Donations raised by Blalock on his bicycle ride could help play a part in their vision moving forward.

Blalock said the idea of a bicycle ride came during a summer sports camp in 2012 and some movie magic.

“It’s going to sound crazy. I actually got the idea of Forrest Gump running across America 100 times,” he laughed.

When Tommy died, which Blalock said he first realized after Facebook messages kept popping up offering condolences, he and his family helped organized a spaghetti dinner to help the Smith family while also coping with the loss.

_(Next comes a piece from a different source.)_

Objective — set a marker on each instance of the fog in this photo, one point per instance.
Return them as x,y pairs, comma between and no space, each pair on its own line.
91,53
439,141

“I think it was definitely a shock, because just the kind of person Tommy was, you just wouldn’t believe he would be the one,” said Blalock. “I feel a lot of people have that person who dies early on (if life) and shouldn’t.”

Helping building houses for Habitat For Humanity and while doing other charitable deeds, Blalock said he thought, “It would be really cool to make my own route, raise my own money and make my own cause” and decided this path to honor his friend.

When asked about Blalock’s ride, Mary Smith welled up with tears.

“I would say very proud of what he’s doing and very honored that Tommy meant so much to him that he would do this and to bring awareness,” she said. “He doesn’t know this yet, but he is going to save lives, because as awareness comes and education. He will inspire a parent somewhere to take their child for a screening and he will save their lives. He just doesn’t know it yet and we’ll never know the ripples of what Tommy’s death will do to this world.”

The 18 children his death has saved shows God is working through her son, Smith said. While she doesn’t know them by name, “I expect great things out of these kids because God gave them a second chance and they better use it wise.”